He knows what he's talking about. A development economist who spent decades working in Nigeria, Cockcroft is one of the founders of Transparency International, a global non-profit that offers remedies for stemming the tide of sleaze. Though the group recently celebrated its 20th anniversary, Cockcroft says that isn't why he just decided to publish his new book, Global Corruption, which offers a handy guide to the biggest problems and possible solutions. The real reason, he says, is that the challenges posed by corruption are more urgent than ever.
The headlines this week would seem to prove him right. Chinese President Hu Jintao, speaking at the watershed Communist Party conference that's under way in Beijing right now, has just told delegates that corruption could prove "fatal" to communist rule if the Party can't get the problem under control.
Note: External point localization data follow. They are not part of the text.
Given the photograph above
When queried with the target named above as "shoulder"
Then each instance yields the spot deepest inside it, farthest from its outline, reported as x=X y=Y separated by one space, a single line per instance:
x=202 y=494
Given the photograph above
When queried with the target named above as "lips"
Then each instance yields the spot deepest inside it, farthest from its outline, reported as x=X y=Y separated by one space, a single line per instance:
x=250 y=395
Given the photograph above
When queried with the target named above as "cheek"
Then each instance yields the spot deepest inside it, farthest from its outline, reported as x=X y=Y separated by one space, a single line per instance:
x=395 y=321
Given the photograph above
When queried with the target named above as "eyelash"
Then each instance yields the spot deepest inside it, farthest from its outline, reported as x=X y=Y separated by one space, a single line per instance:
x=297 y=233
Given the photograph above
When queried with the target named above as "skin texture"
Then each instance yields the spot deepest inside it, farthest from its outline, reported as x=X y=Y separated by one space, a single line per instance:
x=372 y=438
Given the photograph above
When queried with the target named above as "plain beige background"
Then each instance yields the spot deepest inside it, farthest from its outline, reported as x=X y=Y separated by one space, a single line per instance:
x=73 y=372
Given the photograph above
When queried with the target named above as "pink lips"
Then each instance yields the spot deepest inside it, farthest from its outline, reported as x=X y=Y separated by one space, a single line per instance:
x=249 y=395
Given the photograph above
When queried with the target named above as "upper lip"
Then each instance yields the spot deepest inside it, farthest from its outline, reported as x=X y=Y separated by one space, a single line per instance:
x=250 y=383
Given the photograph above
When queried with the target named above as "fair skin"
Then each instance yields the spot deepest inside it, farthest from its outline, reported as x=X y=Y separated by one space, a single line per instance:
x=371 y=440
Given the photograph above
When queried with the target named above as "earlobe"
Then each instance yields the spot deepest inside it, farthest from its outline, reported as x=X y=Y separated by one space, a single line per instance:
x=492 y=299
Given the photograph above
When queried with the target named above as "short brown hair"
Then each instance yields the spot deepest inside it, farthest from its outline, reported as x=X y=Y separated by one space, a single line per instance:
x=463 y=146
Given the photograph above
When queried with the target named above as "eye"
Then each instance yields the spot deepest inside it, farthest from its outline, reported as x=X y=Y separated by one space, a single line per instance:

This should probably come as little surprise in the wake of the huge scandal surrounding Bo Xilai, the once heavyweight official whose downfall this year has shone a spotlight on the apparently routine abuses of power and influence within the Party. (For some reason Hu didn't mention other recent disclosures about the astonishing wealth of the people surrounding China's most powerful men, including Premier Wen Jiabao and incoming Party leader Xi Jinping. Those unseemly reports, both produced by western news organizations, have been kept away from the prying eyes of Chinese citizens by government censors.)